Wouldn't that add even more complexity to an API that would still leave your type to not completely be "safe" still? 🥲

DaZombieKiller commented 1 year ago

Wouldn't that add even more complexity to an API that would still leave your type to not completely be "safe" still? 🥲

If the consumer is able to manually free the memory I'm not sure if it would be possible to make it completely safe (since you could always have a dangling reference), though it would still prevent premature collection (and therefore also prevent premature frees). It'd be an overall improvement in safety, though depending on the complexity of the feature's implementation it may not be worth it.

Sergio0694 commented 1 year ago

Right. Yeah I can see how that'd be a "net improvement in safety" here though not perfect. To me it seems like the API would be nice to have mostly for cases like Jan mentioned where you already have an object whose lifetime is 100% determined by the finalizer (eg. in my example, an IBuffer RCW), though I guess that's also a bit of a niche scenario and probably wouldn't justify the cost given in those cases you can still manually just add GC.KeepAlive.

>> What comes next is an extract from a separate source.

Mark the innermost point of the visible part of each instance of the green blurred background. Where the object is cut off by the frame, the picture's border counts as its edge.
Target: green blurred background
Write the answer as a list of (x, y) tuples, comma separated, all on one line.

The API would be "nice to have" but I get the feeling it'd be way too complicated and expensive to have than it's worth 😄

jkotas commented 1 year ago

RegisterObjectAssociatedMemory returned some kind of weak GC handle-like type, that would mitigate the issue:

I do not see how this would help. What would __memoryHandle.Dispose do when there is active Span on some other thread? It is not really possible for the thread that is calling __memoryHandle.Dispose to efficiently synchronize with the thread that has active Span.

FWIW, the only known way to solve the unmanaged (non-GC collected) memory lifetime issues is teaching the language about lifetimes, ala Rust borrow checker.

DaZombieKiller commented 1 year ago

_memoryHandle.Dispose would only remove the association between the memory and the object, so it would only prevent the object from being kept alive after the memory has been freed. It wouldn't prevent the span from being invalidated (solving that would require something akin to lifetimes as you mentioned). This proposal is moreso about preventing a finalizer from prematurely freeing the memory rather than accounting for a manual Dispose.